Après l’administration publique, les congressistes ne levèrent pas le pied. L’extrême gauche triomphante avait encore deux petits comptes à régler. La gendarmerie était dans son viseur. On s’était souvenu à temps que les gendarmes garants de l’ordre public avaient rendu la vie difficile aux militants de la JMNR. Certains d’entre eux en avaient gardé de cuisants souvenirs. On s’était rappelé qu’en 1965 et 1966, les gendarmes avaient exigé la dissolution de la JMNR/ Défense civile et étaient prêts à lancer un assaut contre ceux qu’ils qualifiaient de délinquants en treillis. Avec la participation de certains chefs de la gendarmerie au coup de Kinganga, les anciens de la Défense civile prirent leur revanche. Le congrès ne se contenta pas d’épurer les éléments dégénérés de la gendarmerie, mais décréta la fin de cette institution. Ce fut à cet instant, l’une des décisions les plus tragiques de ce congrès. La gendarmerie comme l’administration publique étaient les deux attributs positifs du legs colonial qui symbolisaient l’Etat. A la campagne comme dans les villes, la gendarmerie était le garant du rapport de force entre citoyens en termes d’impersonnalité de la loi, et par conséquent, en termes de la sécurité des biens et des personnes. En détruisant ce corps et en le remplaçant par des miliciens analphabètes, ignares, sans la moindre éducation, le congrès avait transformé et promu l’Etat congolais à être une jungle. Malheur et compagnons étaient, d’ailleurs, déjà à l’affût pour se jeter sur les citoyens désormais sans défense. En effet, la disparition de la gendarmerie coïncida étrangement avec la montée du phénomène de la secte des sorciers-malfaiteurs dit Andzimba. Abandonnés à eux-mêmes, les paysans organisèrent des pogroms contre toute personne accusée de sorcellerie. Certainement, les congressistes ne savaient pas que leur enthousiasme avait promu quatre décennies de saignée, de familles disloquées, de villages abandonnés, des corps à jamais marqués par des stigmates. Pour faire bonne mesure, la casse générale ne se limita pas à ces deux symboles de l’Etat.

La chefferie traditionnelle, dernier édifice de la base de l’Etat congolais, n’échappa pas à « la réforme » des congressistes. Ici encore, la rancune n’était pas nouvelle. Dans un opuscule intitulé « L’école des cadres du MNR », datée de 1965, l’extrême gauche avait clairement indiquée le lumpenprolétariat des villes et des zones rurales comme son principal allié.  Les désœuvrés et déclassés de toutes sortes devaient prendre le pouvoir et exercer leur dictature.
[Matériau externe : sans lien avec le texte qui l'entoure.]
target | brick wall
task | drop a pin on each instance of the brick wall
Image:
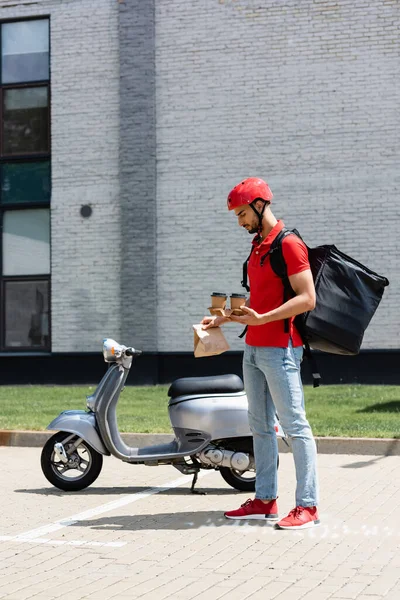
(304, 94)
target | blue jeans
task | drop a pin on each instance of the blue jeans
(273, 384)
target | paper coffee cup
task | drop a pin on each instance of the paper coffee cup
(237, 300)
(218, 300)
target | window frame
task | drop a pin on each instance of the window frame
(23, 158)
(23, 279)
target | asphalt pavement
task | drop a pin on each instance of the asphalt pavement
(138, 532)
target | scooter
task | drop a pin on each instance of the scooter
(208, 416)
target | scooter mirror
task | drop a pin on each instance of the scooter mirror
(111, 350)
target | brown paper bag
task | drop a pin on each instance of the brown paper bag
(209, 342)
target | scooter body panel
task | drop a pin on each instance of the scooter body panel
(221, 415)
(81, 423)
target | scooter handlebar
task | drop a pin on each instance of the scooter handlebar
(132, 352)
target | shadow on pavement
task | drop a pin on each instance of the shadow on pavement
(363, 463)
(176, 521)
(392, 406)
(115, 491)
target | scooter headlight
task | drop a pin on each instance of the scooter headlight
(111, 350)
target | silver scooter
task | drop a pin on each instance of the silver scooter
(208, 416)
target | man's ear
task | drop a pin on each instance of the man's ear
(260, 203)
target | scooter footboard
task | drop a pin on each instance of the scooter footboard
(82, 424)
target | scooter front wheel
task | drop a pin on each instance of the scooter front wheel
(239, 480)
(72, 467)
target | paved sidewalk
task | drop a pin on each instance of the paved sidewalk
(126, 542)
(325, 445)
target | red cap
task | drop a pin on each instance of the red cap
(247, 191)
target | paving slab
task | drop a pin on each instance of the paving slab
(138, 532)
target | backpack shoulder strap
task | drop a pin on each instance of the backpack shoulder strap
(244, 276)
(279, 267)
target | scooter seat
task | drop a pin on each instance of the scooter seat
(220, 384)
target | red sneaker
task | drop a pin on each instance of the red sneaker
(255, 509)
(300, 517)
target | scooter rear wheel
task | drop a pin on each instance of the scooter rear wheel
(83, 467)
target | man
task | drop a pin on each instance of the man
(271, 360)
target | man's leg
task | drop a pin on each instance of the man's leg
(281, 367)
(261, 421)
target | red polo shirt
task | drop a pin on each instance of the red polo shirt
(266, 289)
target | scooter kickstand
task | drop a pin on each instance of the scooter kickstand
(193, 491)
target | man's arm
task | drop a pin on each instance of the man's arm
(303, 285)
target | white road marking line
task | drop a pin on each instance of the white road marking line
(20, 540)
(37, 535)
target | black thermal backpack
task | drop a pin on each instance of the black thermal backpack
(347, 296)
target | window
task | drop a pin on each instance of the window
(25, 185)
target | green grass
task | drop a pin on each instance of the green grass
(337, 410)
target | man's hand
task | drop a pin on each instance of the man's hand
(209, 322)
(250, 318)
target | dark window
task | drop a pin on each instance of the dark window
(25, 120)
(25, 185)
(25, 182)
(26, 314)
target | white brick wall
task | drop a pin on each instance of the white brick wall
(85, 136)
(304, 94)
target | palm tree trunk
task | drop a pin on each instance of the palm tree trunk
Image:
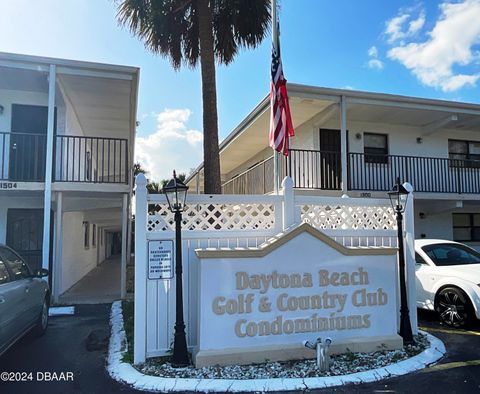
(211, 158)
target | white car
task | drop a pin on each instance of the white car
(448, 280)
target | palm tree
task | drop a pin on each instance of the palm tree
(187, 31)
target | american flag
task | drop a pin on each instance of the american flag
(281, 126)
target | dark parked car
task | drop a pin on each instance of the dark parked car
(24, 299)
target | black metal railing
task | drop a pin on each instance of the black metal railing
(22, 157)
(91, 159)
(426, 174)
(75, 158)
(311, 169)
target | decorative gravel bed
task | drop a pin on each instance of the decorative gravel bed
(342, 364)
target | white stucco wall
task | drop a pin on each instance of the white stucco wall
(77, 261)
(22, 202)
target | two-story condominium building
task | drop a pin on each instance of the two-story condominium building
(356, 143)
(67, 133)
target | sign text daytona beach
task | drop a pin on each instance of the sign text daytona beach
(325, 302)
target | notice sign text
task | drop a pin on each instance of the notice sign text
(160, 260)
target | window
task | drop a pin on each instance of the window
(419, 259)
(86, 235)
(451, 254)
(17, 266)
(466, 227)
(464, 153)
(4, 276)
(375, 148)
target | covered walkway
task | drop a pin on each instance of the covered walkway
(100, 285)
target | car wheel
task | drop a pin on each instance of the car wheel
(453, 307)
(42, 321)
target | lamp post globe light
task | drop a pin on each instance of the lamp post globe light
(176, 193)
(398, 198)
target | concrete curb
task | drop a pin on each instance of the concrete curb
(126, 373)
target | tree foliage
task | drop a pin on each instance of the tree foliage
(192, 31)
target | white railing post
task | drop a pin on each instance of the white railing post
(140, 319)
(409, 236)
(288, 203)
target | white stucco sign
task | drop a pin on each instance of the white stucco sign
(160, 259)
(265, 302)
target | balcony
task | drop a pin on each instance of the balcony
(426, 174)
(321, 170)
(75, 158)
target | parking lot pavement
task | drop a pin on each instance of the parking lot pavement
(70, 346)
(458, 372)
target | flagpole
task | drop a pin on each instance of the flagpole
(276, 155)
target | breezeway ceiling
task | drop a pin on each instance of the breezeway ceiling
(26, 80)
(103, 105)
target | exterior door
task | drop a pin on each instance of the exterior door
(25, 234)
(330, 159)
(28, 143)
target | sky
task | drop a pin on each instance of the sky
(416, 48)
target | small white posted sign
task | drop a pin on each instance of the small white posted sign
(160, 259)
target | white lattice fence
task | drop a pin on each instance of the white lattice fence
(352, 222)
(217, 214)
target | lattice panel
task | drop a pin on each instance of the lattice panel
(349, 217)
(214, 217)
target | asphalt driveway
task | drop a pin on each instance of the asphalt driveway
(69, 346)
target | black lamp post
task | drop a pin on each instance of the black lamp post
(176, 192)
(398, 198)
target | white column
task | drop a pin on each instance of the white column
(288, 202)
(343, 141)
(125, 217)
(140, 318)
(58, 260)
(48, 167)
(409, 236)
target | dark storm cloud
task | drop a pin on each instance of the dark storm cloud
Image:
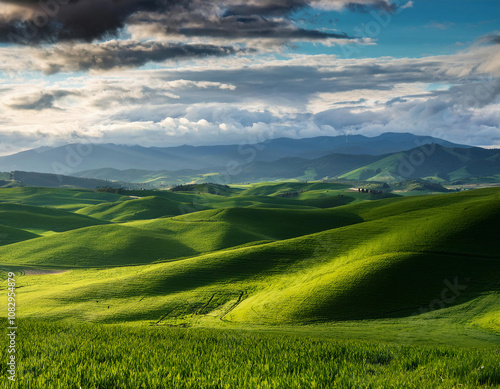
(31, 21)
(365, 8)
(256, 27)
(495, 39)
(120, 54)
(39, 102)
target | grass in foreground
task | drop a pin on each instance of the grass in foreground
(66, 356)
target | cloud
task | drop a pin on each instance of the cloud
(31, 21)
(439, 25)
(120, 54)
(230, 99)
(38, 102)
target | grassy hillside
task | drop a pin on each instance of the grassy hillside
(66, 356)
(267, 287)
(385, 259)
(435, 163)
(67, 198)
(33, 218)
(150, 207)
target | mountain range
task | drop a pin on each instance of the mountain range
(73, 158)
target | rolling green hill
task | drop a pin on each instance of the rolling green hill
(435, 163)
(42, 219)
(150, 207)
(379, 260)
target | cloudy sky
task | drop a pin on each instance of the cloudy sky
(172, 72)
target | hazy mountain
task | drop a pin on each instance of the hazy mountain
(434, 162)
(431, 162)
(80, 157)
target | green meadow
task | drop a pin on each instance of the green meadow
(269, 285)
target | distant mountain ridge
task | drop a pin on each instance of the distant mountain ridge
(430, 162)
(73, 158)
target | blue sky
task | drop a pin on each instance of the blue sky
(220, 72)
(427, 28)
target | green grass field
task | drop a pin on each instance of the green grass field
(254, 288)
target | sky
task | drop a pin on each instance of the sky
(204, 72)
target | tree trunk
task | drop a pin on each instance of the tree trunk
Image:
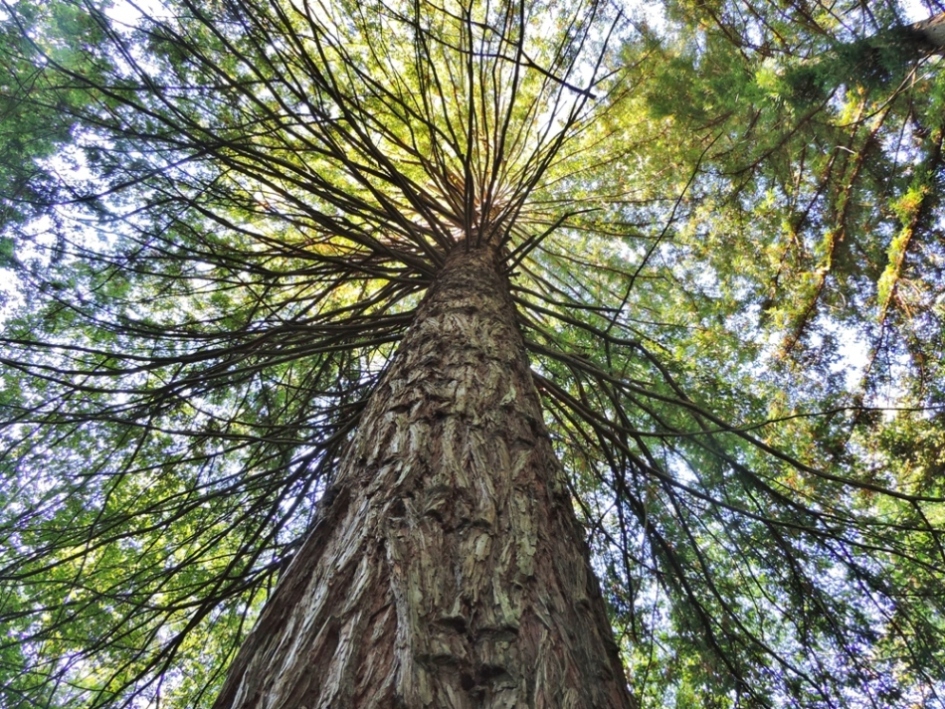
(448, 568)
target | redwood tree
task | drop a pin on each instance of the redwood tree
(339, 334)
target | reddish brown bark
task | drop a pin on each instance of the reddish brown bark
(449, 569)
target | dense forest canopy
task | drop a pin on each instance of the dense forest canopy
(723, 227)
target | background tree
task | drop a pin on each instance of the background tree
(262, 192)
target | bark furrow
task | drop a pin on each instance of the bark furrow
(449, 570)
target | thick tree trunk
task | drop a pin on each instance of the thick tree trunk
(448, 570)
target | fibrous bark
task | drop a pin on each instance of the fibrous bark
(448, 569)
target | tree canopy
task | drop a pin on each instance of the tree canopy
(723, 227)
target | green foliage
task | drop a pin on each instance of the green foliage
(220, 217)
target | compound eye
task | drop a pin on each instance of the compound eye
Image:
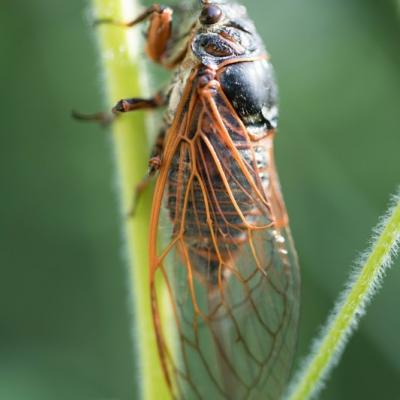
(210, 15)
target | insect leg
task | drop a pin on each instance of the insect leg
(124, 105)
(136, 103)
(154, 166)
(159, 30)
Les jours des chefferies traditionnelles et des propriétaires fonciers étaient comptés ! A l’époque, le président Massamba-Débat, qui commençait à soupçonner ses jeunes alliés de quelque folie, avait dû calmer leur ardeur.

Au premier congrès extraordinaire du PCT, avec le fantôme de Kinganga à ses trousses, le président Ngouabi se rallia à leurs thèses. Quand, plus tard, il poussera des grands cris contre des « aventuriers gauchistes », il ne retrouvera sa lucidité des jours d’août 1968 qu’avec beaucoup de peine, de désillusion et de retard. Ce congrès qui avait vu le triomphe de l’extrême gauche avait décidément marqué au fer rouge et le pays et son président. Le sirocco, un vent chaud et sec était passé par là.